If the individual is prepared to properly take on the responsibility of caring for another life, they might find taking care of a pet to be one of the most beneficial things they could do for their recovery. If owning a pet is out of the question, volunteering at an animal shelter can be a viable alternative.

6. Journaling

It can be difficult for recovering individuals to objectively assess their emotional state if they do not somehow express it. A daily journal can help one better understand their current emotional and mental state and can also be a handy way to track progress. Journaling can also be useful for helping patients and clinicians better understand how effective different treatment approaches are, allowing them to change therapy and medication as needed.

7. Expressive arts

Not everything that one wants to say can be accurately described in a journal entry. Emotions can be complex and conflicted, and being able to express them in ways that one feels comfortable with can be helpful in one’s journey through recovery.

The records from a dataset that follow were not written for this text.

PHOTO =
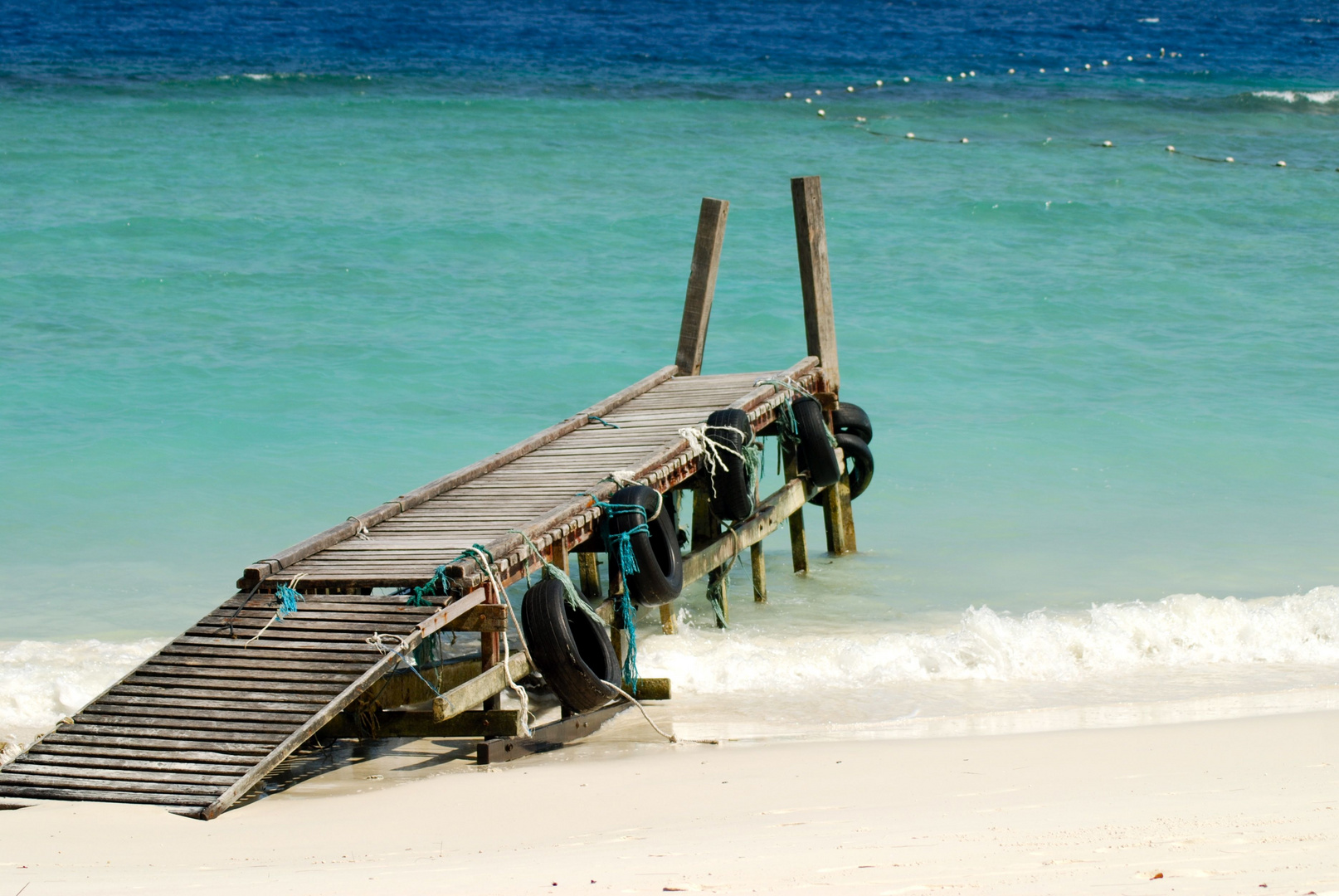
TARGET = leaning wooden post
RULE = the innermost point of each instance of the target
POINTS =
(702, 285)
(806, 197)
(798, 543)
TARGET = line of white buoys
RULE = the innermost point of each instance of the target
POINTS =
(963, 75)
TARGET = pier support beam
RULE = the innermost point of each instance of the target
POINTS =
(706, 528)
(702, 285)
(798, 543)
(759, 571)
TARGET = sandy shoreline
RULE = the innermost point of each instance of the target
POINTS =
(1214, 806)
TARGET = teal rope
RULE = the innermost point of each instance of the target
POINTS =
(440, 586)
(287, 597)
(628, 623)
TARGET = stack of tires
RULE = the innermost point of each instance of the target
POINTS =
(571, 647)
(855, 433)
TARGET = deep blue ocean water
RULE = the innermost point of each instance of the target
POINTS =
(268, 264)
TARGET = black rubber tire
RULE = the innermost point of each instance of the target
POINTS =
(816, 453)
(859, 465)
(732, 499)
(853, 420)
(573, 651)
(660, 566)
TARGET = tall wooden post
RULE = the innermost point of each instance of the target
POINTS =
(806, 196)
(702, 285)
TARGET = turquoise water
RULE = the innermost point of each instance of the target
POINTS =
(236, 309)
(237, 312)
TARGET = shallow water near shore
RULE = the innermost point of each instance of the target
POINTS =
(250, 290)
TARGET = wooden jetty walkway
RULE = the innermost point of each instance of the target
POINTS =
(200, 725)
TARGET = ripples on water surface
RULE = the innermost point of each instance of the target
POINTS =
(263, 267)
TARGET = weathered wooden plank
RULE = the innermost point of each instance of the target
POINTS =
(548, 737)
(87, 752)
(17, 780)
(806, 196)
(218, 738)
(200, 726)
(772, 512)
(135, 765)
(488, 684)
(100, 796)
(105, 773)
(422, 723)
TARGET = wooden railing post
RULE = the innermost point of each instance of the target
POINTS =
(806, 196)
(702, 285)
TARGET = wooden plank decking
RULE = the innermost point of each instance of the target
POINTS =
(202, 721)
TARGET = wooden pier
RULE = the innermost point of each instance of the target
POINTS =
(198, 725)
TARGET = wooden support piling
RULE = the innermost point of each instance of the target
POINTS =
(759, 573)
(798, 543)
(588, 564)
(702, 285)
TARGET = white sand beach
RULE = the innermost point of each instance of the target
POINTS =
(1231, 806)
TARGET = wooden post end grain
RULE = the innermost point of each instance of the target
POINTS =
(702, 285)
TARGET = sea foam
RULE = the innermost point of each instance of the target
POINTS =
(1177, 631)
(41, 682)
(1298, 95)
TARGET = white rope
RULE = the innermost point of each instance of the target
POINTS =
(700, 444)
(506, 645)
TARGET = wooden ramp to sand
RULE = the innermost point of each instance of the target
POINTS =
(209, 715)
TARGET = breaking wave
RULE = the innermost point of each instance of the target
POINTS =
(41, 682)
(1179, 631)
(1293, 97)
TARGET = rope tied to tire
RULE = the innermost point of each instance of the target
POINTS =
(628, 566)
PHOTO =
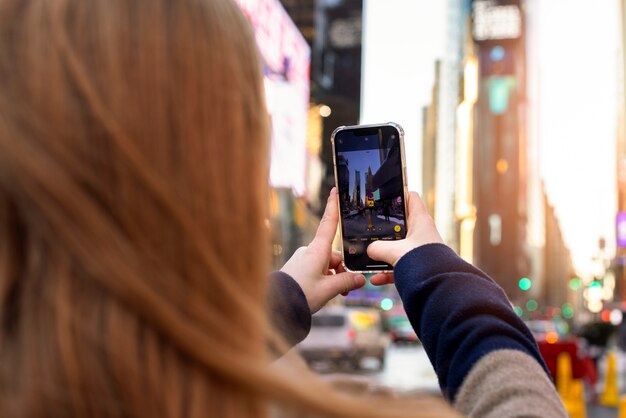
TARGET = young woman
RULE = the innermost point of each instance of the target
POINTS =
(134, 149)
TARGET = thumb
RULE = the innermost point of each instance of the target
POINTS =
(341, 283)
(384, 251)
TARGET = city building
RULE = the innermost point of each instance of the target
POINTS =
(499, 148)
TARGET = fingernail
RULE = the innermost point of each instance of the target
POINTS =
(359, 279)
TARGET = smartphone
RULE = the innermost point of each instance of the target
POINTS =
(370, 175)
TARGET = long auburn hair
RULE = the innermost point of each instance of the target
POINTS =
(133, 196)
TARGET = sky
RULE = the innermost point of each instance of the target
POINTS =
(577, 55)
(576, 52)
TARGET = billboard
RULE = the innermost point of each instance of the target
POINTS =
(621, 229)
(286, 62)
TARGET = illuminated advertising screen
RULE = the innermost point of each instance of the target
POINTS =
(286, 57)
(621, 230)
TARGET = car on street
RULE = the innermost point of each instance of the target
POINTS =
(344, 335)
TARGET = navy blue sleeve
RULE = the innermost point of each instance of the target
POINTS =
(458, 312)
(288, 308)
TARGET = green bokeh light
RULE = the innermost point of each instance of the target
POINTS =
(568, 311)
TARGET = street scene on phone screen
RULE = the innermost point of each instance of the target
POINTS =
(363, 212)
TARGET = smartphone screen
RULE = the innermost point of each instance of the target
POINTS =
(371, 187)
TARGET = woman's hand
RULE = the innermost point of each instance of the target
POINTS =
(420, 230)
(317, 268)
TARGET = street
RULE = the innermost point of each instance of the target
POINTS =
(357, 225)
(407, 370)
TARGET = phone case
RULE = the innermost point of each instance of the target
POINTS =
(404, 179)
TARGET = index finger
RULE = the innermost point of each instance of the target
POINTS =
(327, 228)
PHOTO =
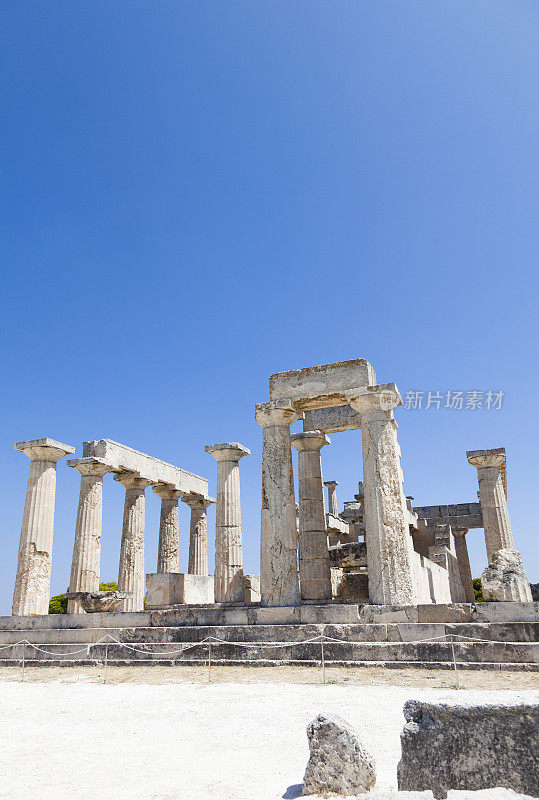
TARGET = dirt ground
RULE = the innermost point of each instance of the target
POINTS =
(345, 676)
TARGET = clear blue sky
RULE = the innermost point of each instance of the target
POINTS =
(198, 194)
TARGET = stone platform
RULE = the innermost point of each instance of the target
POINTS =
(504, 636)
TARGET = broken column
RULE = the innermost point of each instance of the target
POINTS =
(504, 579)
(389, 545)
(131, 573)
(333, 508)
(314, 564)
(87, 545)
(198, 535)
(168, 552)
(463, 560)
(32, 584)
(279, 583)
(228, 546)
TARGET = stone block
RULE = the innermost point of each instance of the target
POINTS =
(322, 385)
(469, 747)
(339, 762)
(171, 588)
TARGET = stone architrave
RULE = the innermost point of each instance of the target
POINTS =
(333, 507)
(314, 564)
(389, 544)
(463, 560)
(228, 545)
(131, 574)
(87, 545)
(168, 551)
(279, 581)
(32, 584)
(498, 533)
(198, 534)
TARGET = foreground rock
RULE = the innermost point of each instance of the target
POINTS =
(469, 747)
(338, 763)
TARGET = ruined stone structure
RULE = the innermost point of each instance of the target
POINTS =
(378, 552)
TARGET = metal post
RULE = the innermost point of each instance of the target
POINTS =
(454, 660)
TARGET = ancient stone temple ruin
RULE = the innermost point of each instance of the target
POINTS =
(377, 555)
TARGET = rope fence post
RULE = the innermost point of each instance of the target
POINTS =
(454, 659)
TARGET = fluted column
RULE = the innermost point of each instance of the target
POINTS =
(131, 575)
(87, 546)
(498, 533)
(198, 534)
(389, 544)
(33, 580)
(168, 552)
(279, 580)
(314, 565)
(228, 545)
(333, 507)
(463, 560)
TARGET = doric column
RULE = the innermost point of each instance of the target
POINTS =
(279, 583)
(168, 552)
(333, 507)
(228, 548)
(131, 575)
(87, 546)
(314, 566)
(461, 552)
(389, 545)
(198, 534)
(498, 534)
(33, 580)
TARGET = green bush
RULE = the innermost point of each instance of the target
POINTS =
(478, 591)
(58, 603)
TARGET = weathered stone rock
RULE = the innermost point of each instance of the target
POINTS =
(469, 747)
(504, 579)
(338, 762)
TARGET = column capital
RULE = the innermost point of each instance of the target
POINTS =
(374, 400)
(277, 412)
(166, 491)
(198, 501)
(482, 459)
(44, 449)
(132, 480)
(89, 466)
(309, 440)
(227, 451)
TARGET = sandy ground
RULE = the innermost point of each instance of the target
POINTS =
(177, 739)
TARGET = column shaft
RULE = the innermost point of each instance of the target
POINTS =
(314, 564)
(279, 580)
(389, 545)
(87, 545)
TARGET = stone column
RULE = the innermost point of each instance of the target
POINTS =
(333, 508)
(279, 580)
(389, 544)
(228, 548)
(461, 552)
(87, 546)
(498, 533)
(131, 574)
(168, 552)
(33, 580)
(198, 534)
(314, 565)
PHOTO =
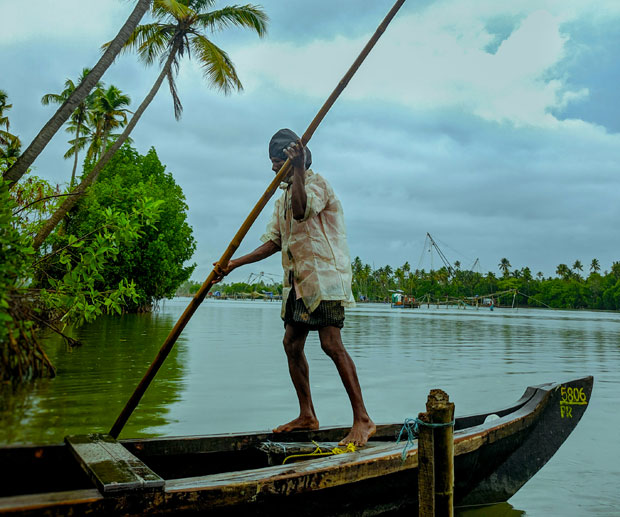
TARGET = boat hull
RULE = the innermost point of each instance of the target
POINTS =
(229, 474)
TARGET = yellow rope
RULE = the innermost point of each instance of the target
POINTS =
(318, 452)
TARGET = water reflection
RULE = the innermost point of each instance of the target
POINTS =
(496, 510)
(94, 382)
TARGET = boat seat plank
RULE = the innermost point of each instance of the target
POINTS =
(111, 467)
(369, 454)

Dance, music, visual arts, poetry, writing, and other creative activities can offer a way for individuals recovering from SUD to express themselves, which can be key to moving on from trauma and healing. Most of these activities may also come with a socialization aspect, which, for some people, can further improve their mental state as well.

Conclusion

While these practices are largely proven to be beneficial, they should only be considered as a supplementary treatment for substance use disorder after consulting with a qualified clinician. Cognitive-behavioral therapy, group counseling, medication-assisted therapy, other mainstream treatment approaches are still the most effective at helping individuals with SUD maintain a sustainable recovery.

On the other hand, these activities cost very little to get into and they have proven synergistic effects with conventional therapy approaches. All of these approaches are commonplace in substance rehab facilities all over the country, which is a testament to their usefulness in helping recovery.